BM İnsan Hakları Konseyi’nin Cenevre’deki ‘’Despotizmin Ardından Suriye’’ konulu oturumunda konuşan Suriye Muhalif ve Devrimci Güçler Ulusal Koalisyonu (SMDK)
Başkan Yardımcısı Hişam Merve, BM Güvenlik Konseyi’nin Suriye meselesini Uluslararası Ceza Mahkemesi’ne (UCM) taşıyamamış olmasının Esed’e katliamlarını sürdürmesi yönünde yakılan bir yeşil ışık olduğunu söyledi.

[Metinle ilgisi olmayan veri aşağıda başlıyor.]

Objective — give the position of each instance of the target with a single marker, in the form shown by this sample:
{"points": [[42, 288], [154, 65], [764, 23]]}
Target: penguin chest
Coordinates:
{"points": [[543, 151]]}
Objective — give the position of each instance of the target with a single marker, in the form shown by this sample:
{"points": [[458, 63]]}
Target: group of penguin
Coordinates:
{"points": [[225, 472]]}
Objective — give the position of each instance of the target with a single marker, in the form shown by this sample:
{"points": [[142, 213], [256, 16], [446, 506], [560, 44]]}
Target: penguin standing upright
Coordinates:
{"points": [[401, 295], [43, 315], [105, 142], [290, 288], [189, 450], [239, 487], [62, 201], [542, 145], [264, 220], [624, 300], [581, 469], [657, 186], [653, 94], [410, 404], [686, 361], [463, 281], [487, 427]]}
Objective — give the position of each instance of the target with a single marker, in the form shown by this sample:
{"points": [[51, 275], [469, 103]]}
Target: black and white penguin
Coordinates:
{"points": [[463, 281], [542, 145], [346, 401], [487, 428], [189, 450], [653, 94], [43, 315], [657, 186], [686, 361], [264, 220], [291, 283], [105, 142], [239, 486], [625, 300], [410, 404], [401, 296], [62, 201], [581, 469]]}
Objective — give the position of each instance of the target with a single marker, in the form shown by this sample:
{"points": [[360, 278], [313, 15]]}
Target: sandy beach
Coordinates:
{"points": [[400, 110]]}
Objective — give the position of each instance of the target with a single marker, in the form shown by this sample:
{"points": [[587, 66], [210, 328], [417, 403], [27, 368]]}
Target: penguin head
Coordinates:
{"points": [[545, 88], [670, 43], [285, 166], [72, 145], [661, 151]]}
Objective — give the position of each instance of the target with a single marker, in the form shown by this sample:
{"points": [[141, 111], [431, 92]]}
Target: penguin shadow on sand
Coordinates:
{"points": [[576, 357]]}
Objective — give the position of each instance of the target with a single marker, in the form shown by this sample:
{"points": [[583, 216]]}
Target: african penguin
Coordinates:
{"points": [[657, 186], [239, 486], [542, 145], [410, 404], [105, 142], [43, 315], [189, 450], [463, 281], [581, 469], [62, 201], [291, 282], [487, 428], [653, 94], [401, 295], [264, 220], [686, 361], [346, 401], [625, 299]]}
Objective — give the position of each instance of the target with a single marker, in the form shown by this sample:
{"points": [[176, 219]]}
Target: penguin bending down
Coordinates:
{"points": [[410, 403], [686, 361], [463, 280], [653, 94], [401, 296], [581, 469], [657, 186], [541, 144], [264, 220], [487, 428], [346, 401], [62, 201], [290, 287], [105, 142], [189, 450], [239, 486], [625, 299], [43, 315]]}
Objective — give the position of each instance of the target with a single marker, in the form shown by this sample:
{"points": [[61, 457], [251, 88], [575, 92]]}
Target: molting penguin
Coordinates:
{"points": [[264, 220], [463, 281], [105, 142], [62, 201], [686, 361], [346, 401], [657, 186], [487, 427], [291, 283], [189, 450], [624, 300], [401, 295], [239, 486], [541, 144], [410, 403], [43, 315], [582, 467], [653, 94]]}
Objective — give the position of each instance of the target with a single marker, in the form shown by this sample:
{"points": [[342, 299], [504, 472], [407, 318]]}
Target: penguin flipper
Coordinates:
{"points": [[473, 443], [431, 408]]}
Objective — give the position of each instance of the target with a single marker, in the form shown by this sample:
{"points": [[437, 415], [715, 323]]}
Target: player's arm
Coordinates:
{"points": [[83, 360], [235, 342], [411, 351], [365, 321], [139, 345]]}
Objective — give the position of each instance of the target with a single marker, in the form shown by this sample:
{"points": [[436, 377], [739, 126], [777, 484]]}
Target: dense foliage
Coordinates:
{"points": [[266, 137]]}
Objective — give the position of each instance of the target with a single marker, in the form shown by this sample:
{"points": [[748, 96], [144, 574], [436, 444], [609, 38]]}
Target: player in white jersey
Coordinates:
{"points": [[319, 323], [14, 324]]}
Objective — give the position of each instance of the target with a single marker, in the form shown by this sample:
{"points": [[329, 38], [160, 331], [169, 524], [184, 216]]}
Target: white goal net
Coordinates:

Merve; ‘’Suriye’de çeyrek milyon insan arkalarında aile ve evlatlarını bırakarak şehit oldu, çeyrek milyonu da Esed’in zindanlarında tutuklu, milyonlarca Suriyeli yaralı, milyonlarcası mülteci, diğer haklarından mahrum kalan insanları hiç katmıyorum bile, tüm bu insanların tek isteği insaflı, yaralarını saracak bir gelecek’’ şeklinde konuştu.
SMDK’nın Suriye devriminin ilkelerine daima bağlı kalacağını yineleyen Başkan Yardımcısı Hişam Merve, siyasi çözümde önceliğin, Esed’in gidişi ve savaş suçu işleyenlerin UCM’ye çıkarılması dahil Suriye halkının taleplerinin yerine getirilmesi olduğunu bir kez daha vurguladı.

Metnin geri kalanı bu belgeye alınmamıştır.